If you are thinking of writing fiction in the first person, a diary could provide a convenient framework for your story.

Reading other people’s diaries will also enable you to get a feel for a particular period or personality.

This is the first of a series of blogs on diaries which resulted from my research on that subject.

What is a diary?

Where does the word ‘diary’ come from? The Online Etymology Dictionary gives a useful definition which it links to the 1580s. This is as follows:

Diary: “An account of daily events, a journal kept by one person of  his or her experiences and observations”, from Latin ‘diarium’ ‘daily allowance’, later ‘a journal’, neuter of ‘diarius’ ‘daily’, from ‘dies’ ‘day’.”

The entry states that a diary, in the “sense of a book with blank leaves or dated pages meant for keeping a daily record of events” dates to c. 1600.

A brief history of diaries

There is some dispute as to who wrote the earliest diary. Some writers claim that it was Marcus Aurelius who wrote his Meditations in the 2nd century AD.

However, others contend that diaries emerged from the Middle East and East Asia in the form of traveller’s accounts of their experiences and observations.

The earliest recorded example of one of these diaries is that of the Chinese scholar Li Ao who kept a nine-month record of a journey made with his pregnant wife through southern China in 809.

However, it is the Arabic traveller Ibn Banna in the 11th century who is generally credited with writing the first recognisably modern diary arranged in date order.

The first English diary

The first recorded diary written in English comes some time later.
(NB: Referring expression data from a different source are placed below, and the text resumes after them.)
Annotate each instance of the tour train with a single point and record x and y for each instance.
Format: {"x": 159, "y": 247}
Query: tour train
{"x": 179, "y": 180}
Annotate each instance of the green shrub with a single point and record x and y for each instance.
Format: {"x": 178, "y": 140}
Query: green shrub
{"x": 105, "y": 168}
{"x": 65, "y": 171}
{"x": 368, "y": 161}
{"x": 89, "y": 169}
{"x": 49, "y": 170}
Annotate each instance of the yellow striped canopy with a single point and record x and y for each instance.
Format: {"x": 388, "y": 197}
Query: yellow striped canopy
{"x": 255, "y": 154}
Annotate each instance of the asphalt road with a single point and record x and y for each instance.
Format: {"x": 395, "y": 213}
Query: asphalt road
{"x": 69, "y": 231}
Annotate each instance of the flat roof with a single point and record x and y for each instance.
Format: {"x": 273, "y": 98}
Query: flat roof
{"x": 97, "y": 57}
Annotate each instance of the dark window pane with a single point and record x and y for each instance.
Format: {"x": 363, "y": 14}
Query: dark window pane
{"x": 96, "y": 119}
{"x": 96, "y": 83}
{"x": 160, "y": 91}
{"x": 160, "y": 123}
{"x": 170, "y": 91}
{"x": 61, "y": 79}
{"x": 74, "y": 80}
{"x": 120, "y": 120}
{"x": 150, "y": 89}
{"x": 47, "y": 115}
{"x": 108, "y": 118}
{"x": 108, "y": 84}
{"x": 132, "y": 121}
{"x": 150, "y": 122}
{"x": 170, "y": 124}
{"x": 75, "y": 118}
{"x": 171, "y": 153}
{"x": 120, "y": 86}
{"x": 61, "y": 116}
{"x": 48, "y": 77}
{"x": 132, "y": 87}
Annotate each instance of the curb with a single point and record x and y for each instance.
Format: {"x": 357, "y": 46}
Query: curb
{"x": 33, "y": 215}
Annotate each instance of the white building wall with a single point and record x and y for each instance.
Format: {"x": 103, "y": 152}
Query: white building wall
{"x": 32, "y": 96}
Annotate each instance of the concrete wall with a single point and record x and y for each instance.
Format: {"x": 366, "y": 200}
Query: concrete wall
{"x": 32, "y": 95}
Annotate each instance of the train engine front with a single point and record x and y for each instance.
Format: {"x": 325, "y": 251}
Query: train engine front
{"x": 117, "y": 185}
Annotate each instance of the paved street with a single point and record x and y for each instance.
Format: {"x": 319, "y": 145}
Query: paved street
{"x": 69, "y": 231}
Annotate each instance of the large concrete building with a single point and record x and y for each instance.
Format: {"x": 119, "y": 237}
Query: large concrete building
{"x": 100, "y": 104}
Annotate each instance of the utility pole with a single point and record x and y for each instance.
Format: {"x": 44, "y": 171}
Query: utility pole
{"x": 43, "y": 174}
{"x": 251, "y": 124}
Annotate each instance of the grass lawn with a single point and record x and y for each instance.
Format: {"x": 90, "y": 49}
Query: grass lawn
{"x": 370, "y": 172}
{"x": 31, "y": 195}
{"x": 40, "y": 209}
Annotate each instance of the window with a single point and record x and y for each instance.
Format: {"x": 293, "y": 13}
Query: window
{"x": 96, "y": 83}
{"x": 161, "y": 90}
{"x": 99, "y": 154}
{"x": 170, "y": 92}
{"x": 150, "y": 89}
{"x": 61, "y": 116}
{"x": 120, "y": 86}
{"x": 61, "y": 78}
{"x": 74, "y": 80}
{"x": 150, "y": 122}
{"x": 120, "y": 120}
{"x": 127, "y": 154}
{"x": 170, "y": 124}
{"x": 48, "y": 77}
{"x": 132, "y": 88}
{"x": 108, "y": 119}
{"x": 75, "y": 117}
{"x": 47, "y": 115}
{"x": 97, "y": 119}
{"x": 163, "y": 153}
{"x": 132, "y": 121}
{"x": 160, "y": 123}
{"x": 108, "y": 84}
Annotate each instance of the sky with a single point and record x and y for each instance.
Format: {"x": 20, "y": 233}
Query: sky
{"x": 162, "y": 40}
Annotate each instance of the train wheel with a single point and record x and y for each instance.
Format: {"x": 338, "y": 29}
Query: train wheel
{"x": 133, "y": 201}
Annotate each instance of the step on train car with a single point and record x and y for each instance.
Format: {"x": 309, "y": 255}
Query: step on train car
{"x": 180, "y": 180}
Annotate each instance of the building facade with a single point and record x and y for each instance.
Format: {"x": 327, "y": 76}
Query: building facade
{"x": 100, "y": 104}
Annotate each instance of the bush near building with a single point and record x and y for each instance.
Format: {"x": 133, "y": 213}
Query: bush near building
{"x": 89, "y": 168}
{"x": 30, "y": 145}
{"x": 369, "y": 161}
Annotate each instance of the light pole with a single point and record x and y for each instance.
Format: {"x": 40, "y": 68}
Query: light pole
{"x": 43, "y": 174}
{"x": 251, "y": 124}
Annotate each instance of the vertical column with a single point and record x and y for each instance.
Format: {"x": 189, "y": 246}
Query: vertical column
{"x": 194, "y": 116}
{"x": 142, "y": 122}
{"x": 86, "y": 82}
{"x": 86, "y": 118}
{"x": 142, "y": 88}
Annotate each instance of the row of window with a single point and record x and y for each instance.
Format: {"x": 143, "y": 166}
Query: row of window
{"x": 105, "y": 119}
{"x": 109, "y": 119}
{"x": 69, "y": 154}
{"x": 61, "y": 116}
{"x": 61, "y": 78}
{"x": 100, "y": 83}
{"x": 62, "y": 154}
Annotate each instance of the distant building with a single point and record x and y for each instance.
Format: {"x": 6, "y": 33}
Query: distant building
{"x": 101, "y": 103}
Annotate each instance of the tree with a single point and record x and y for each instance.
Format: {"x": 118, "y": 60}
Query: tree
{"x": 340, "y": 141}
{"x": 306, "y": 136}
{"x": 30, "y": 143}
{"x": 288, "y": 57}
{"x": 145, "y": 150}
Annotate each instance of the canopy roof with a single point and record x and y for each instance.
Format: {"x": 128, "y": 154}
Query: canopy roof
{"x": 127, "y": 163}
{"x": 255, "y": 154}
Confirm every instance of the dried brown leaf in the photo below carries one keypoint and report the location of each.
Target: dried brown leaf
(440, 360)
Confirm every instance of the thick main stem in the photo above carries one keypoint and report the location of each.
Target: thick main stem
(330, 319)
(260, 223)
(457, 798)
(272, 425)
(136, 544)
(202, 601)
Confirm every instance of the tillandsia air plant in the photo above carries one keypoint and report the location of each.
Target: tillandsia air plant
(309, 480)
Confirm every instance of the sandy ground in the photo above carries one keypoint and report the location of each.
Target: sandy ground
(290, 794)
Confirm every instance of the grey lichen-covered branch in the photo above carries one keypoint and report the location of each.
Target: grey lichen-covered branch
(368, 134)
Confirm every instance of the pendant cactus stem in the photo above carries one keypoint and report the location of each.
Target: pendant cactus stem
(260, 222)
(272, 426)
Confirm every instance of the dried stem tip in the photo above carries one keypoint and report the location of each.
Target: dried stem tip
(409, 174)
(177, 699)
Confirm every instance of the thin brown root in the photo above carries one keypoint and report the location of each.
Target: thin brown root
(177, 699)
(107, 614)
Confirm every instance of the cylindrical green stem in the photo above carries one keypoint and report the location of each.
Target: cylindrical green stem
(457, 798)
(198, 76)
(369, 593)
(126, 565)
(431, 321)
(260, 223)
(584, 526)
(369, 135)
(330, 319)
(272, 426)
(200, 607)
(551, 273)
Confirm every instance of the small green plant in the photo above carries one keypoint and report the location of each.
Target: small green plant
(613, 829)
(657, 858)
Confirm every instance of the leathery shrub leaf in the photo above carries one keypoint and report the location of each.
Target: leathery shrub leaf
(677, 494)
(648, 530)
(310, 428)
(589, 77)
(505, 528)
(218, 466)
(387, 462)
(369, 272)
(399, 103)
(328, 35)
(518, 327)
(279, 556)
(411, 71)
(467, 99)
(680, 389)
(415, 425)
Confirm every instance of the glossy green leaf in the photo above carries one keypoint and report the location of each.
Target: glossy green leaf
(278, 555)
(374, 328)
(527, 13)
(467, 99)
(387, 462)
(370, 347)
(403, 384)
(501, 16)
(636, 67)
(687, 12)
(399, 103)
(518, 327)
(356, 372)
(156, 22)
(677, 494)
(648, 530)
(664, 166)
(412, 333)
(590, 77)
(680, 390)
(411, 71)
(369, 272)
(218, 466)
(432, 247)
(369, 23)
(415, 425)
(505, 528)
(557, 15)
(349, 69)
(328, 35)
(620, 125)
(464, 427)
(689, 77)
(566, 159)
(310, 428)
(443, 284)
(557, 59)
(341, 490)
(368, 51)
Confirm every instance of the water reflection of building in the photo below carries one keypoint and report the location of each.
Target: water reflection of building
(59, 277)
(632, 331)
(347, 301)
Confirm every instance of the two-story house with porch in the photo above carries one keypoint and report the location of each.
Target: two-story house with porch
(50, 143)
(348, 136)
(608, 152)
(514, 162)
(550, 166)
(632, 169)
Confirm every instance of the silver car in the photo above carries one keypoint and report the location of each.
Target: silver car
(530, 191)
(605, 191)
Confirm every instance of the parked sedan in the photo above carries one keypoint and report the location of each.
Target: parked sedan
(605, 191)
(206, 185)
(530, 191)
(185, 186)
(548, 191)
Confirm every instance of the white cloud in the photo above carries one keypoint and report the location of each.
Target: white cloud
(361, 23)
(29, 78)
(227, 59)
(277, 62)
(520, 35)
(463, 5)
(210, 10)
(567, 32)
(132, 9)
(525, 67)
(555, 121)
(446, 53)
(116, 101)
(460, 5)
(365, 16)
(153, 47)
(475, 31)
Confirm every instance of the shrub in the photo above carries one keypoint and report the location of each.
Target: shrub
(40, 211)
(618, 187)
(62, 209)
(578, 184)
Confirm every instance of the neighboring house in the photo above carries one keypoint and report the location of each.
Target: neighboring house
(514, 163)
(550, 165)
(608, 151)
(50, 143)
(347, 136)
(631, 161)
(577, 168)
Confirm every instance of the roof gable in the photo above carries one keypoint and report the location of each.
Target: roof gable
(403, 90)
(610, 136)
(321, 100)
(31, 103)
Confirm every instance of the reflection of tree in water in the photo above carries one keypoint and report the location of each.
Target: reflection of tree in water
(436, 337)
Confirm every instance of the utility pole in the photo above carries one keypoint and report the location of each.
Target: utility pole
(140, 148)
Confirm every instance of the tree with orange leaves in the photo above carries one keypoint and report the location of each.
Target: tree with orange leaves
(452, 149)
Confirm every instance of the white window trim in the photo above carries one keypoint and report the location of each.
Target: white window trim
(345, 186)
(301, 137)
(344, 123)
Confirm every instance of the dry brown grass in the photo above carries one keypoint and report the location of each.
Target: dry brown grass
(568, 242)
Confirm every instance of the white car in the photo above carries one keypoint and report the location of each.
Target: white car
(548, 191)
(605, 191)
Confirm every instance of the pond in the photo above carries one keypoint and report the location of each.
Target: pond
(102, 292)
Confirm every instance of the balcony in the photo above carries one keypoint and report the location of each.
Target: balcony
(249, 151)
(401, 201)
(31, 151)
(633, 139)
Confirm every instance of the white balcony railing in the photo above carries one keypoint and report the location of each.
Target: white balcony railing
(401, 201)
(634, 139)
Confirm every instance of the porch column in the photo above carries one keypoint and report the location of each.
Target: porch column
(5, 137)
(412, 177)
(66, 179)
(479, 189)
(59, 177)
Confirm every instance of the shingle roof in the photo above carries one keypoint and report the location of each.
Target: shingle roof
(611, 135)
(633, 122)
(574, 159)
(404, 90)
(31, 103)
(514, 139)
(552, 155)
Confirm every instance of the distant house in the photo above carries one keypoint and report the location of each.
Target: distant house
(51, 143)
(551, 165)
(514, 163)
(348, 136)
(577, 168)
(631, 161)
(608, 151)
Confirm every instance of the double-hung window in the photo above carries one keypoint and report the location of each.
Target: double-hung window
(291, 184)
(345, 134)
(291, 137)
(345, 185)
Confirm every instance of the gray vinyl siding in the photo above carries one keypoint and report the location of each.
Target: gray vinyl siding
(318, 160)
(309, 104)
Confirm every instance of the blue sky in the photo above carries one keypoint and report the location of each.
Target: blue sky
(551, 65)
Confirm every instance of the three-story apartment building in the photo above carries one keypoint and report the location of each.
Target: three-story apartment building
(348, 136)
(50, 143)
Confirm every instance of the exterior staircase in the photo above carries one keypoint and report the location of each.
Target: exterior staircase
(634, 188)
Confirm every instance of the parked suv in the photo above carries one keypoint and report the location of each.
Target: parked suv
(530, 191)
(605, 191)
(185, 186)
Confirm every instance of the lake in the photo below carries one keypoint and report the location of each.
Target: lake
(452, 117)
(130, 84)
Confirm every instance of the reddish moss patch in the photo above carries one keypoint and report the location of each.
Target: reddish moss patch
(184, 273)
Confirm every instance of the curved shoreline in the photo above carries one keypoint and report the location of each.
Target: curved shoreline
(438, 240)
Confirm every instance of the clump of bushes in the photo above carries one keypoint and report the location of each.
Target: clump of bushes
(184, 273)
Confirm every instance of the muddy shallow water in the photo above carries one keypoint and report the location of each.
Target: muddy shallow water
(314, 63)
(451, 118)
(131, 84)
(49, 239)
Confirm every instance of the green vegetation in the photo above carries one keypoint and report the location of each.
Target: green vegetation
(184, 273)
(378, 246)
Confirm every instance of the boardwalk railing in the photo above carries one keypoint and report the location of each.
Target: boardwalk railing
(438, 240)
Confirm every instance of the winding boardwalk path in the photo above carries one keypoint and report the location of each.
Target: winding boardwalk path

We do not have the name of its author. He is known only as ‘One of the Suite of Thomas Beckton’. However, it is clear that he was a diplomat engaged in a trip to France and tasked with arranging the marriage of King Henry VI to the Count of Armagnac’s daughter.  His record runs from June 1442 to January 1443.

So far, apart from Marcus Aurelius, we can see that diaries often related to people’s observations of the world and events around them.

But there were other antecedents of diaries and these reflected the purely personal element of this kind of writing. For instance, medieval mystics recorded their spiritual experiences. These are intimate account of an individual’s thoughts, beliefs and philosophy. They record an inward journey rather than an outward one; spiritual rather than physical.

Although she did not write a diary as such, one famous English example is the 14th century mystic Marjery Kempe. Marjery came from a prosperous, middle-class background. After had difficulties when giving birth, Marjery went to confession which turned out to be a very traumatic event. After this she saw visions of Jesus. She visited mystics and made long pilgrimages to Jerusalem, Santiago di Compostela and Gdansk. Being illiterate did not stop her from dictating her experiences to scribes and these writings were compiled into a book. While not a diary, this gives an intimate insight into Marjery’s life, beliefs and travels. It is a forerunner of the kind of personal reflections later recorded in diaries. Marjery combines both the inward and the outward journeys.

To summarise: diaries consist of two main threads:

  1. a) looking inwards – the intimate thoughts and reflections of the writer;
  2. b) looking outwards – observations made by the writer relating to what they see and experience in the world around them.

My next blog will take a closer look at the 17th century which saw the true flowering of the diarist’s art.

In the meantime, consider how a diary might work for you. For instance, I keep an editing diary to help me keep track of the welter of material that I am organising for my next book.

A gardening diary can also prove useful for tracking progress and recording ideas. For instance, can you remember where it was that you meant to plant next year’s bulbs? Or what was it that worked really well – or not – in your garden this year?

A travel diary can also be a valuable aide memoire for remembering experiences and recording places that you would like to re-visit. For writers, such diaries are a valuable source of information for scenes and settings.

Whatever you decide to do, enjoy it and keep writing!